Employee coaching is a simple concept for which there's no real structure. Coaching means giving an employee the tools he needs to be successful in his job. Tools include constructive feedback, performance appraisals or opportunities for learning new skills, such as training or job shadowing. Employee coaching isn't a one-size-fits-all proposition. It depends on company policies and practices, leadership expertise and employee and organizational goals.
Some employers have moved from the traditional progressive discipline policy to a coaching philosophy that reinforces good performance and corrects substandard performance without using punitive measures. Within the context of disciplinary action, coaching is the new way of ensuring that employees strive for high performance ratings. But the "employee coaching" concept is one that can be interpreted in as many ways as there are employers.

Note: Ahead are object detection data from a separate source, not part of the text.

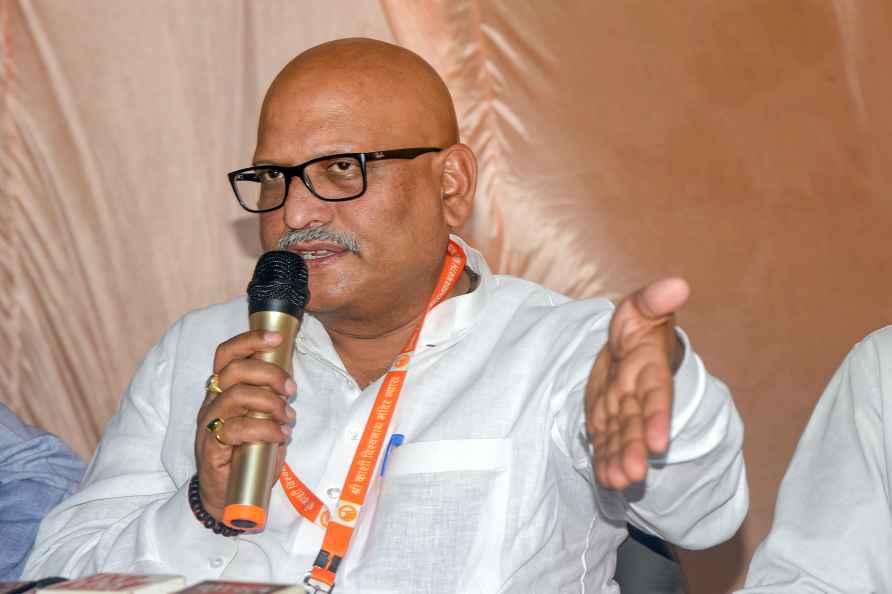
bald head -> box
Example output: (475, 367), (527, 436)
(254, 38), (459, 150)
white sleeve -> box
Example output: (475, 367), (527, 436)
(741, 330), (892, 594)
(24, 323), (236, 581)
(557, 330), (749, 549)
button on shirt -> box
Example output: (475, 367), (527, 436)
(22, 238), (747, 594)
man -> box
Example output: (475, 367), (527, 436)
(741, 326), (892, 594)
(29, 39), (747, 594)
(0, 404), (84, 581)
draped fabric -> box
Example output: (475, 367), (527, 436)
(0, 0), (892, 594)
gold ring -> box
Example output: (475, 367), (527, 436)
(204, 417), (229, 447)
(204, 373), (223, 396)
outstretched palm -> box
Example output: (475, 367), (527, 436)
(585, 278), (690, 489)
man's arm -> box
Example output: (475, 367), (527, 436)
(585, 279), (748, 548)
(0, 404), (84, 581)
(741, 328), (892, 594)
(25, 322), (236, 580)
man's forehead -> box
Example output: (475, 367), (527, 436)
(255, 84), (424, 162)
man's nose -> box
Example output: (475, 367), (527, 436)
(282, 177), (335, 229)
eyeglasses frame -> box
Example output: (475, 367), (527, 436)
(226, 147), (443, 213)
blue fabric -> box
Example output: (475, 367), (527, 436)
(0, 404), (84, 581)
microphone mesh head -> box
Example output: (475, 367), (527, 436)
(248, 250), (309, 318)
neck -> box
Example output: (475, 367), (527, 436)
(317, 270), (473, 389)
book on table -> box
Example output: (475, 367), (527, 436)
(35, 573), (186, 594)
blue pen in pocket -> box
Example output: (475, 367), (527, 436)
(380, 433), (406, 476)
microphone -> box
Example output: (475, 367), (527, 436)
(223, 250), (309, 532)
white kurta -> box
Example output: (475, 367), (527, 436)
(741, 326), (892, 594)
(26, 237), (748, 594)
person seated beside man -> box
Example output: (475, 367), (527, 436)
(739, 326), (892, 594)
(27, 39), (748, 594)
(0, 404), (84, 581)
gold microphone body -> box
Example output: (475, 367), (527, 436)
(223, 247), (308, 532)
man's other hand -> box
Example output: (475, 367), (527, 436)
(195, 330), (297, 520)
(585, 278), (690, 489)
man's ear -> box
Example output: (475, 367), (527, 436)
(440, 144), (477, 230)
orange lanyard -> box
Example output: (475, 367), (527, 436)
(279, 240), (467, 594)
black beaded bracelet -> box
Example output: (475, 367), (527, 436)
(189, 473), (244, 536)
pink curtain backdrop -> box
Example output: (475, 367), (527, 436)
(0, 0), (892, 594)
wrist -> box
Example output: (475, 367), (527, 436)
(189, 473), (244, 537)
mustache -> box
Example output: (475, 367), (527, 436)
(276, 227), (361, 254)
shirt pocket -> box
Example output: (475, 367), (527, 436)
(348, 439), (512, 594)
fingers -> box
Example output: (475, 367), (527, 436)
(630, 278), (691, 320)
(195, 330), (297, 520)
(586, 342), (673, 489)
(209, 417), (293, 446)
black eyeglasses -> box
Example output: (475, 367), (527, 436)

The key to any form of employee coaching is building relationships. If your employees believe that you're an ineffective leader or if they simply don't trust you, all of your coaching efforts and techniques will be for naught. Therefore, establishing yourself as a credible leader who can balance advocating for both the employee and employer is an excellent path on which to begin employee coaching. Leigh Branham, author of "The Seven Hidden Reasons Employees Leave: How to Recognize the Subtle Signs and Act Before It's Too Late," notes that employees' lack of trust in leadership is one of the reasons they become disengaged and eventually leave the organization. Sustaining positive relationships with your employees may improve your retention levels and is fundamental to effectively coaching employees.
Public vs. Private
Coaching can be public as in positive reinforcement, commendation or congratulations on a job well done during a staff meeting, or it can be private when you have to provide constructive feedback for performance that doesn't meet the company's expectations. Speaking of coaching, legendary football coach Vince Lombardi's advice was to praise team players -- in your case, employees -- publicly and criticize privately. The more you do to build up an employee's esteem, especially by recognizing him in front of peers, the more likely that employee is to take ownership of his role in the organization's goals. Likewise, don't humiliate employees publicly. Give constructive feedback and suggestions for improvement in a private conference with the employee.

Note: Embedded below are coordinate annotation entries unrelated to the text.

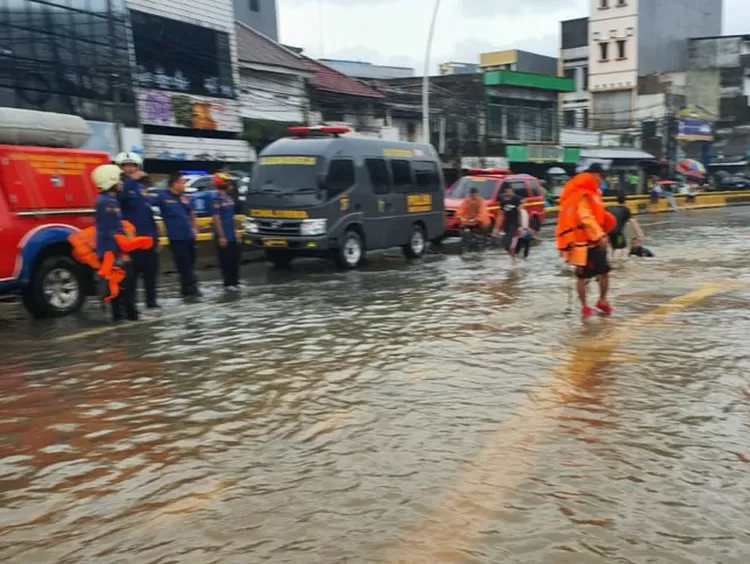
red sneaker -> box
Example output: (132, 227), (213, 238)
(596, 300), (614, 315)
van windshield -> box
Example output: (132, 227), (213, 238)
(250, 156), (321, 194)
(450, 180), (499, 200)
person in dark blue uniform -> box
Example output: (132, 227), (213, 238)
(155, 173), (201, 298)
(115, 153), (160, 309)
(211, 172), (241, 292)
(92, 165), (138, 321)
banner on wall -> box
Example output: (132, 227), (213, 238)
(138, 90), (242, 133)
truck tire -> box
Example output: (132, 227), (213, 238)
(266, 250), (294, 269)
(23, 255), (85, 319)
(335, 229), (365, 270)
(401, 224), (427, 259)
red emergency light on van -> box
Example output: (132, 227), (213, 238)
(287, 125), (353, 137)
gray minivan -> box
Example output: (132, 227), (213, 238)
(243, 126), (445, 269)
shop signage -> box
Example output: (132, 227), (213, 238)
(138, 90), (242, 132)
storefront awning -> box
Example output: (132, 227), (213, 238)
(581, 147), (654, 161)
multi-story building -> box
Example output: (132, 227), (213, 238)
(440, 61), (479, 75)
(558, 18), (591, 129)
(588, 0), (722, 129)
(233, 0), (279, 41)
(128, 0), (255, 172)
(320, 59), (414, 80)
(479, 49), (557, 75)
(0, 0), (140, 153)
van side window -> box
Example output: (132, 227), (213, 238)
(391, 160), (412, 193)
(326, 159), (354, 198)
(412, 161), (440, 192)
(365, 159), (391, 194)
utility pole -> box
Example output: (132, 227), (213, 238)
(422, 0), (440, 143)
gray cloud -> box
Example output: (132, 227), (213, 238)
(456, 0), (588, 17)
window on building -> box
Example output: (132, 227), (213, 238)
(599, 42), (609, 61)
(563, 69), (578, 87)
(617, 39), (625, 59)
(563, 110), (576, 127)
(326, 159), (355, 198)
(365, 159), (391, 194)
(413, 161), (440, 193)
(391, 160), (412, 193)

Provided your annual evaluations aren't merely ratings sheets that merely tell employees where they stand on a scale of 1 to 10, performance appraisals are an excellent example of employee coaching. To be most effective, the appraisal should be timely, comprehensive and culminate with a one-on-one discussion with the employee. During the appraisal meeting, supervisors must encourage two-way feedback, because without it, the meeting loses it effectiveness as a coaching tool. Performance appraisals also should include goal-setting activities to clarify the employee's role and assist him in developing his own professional goals.
Employees who are in jobs that are technical or skills-based may benefit from regular training, which is a common practice in coaching employees. Whether the training is in-house or through a local college or technical institute, it's a win-win for the employee and employer. The employee acquires new skills or improves the skills he has to be more productive. In exchange, the employer benefits from employees who are not just more productive, but perhaps more engaged in their work because they realize that the company has invested in their success. Diana O'Brien, a managing principal with the consulting giant, Deloitte, says not investing in training for employees is like cutting the company's budget on computer equipment yet still expecting the benefits of advanced technology.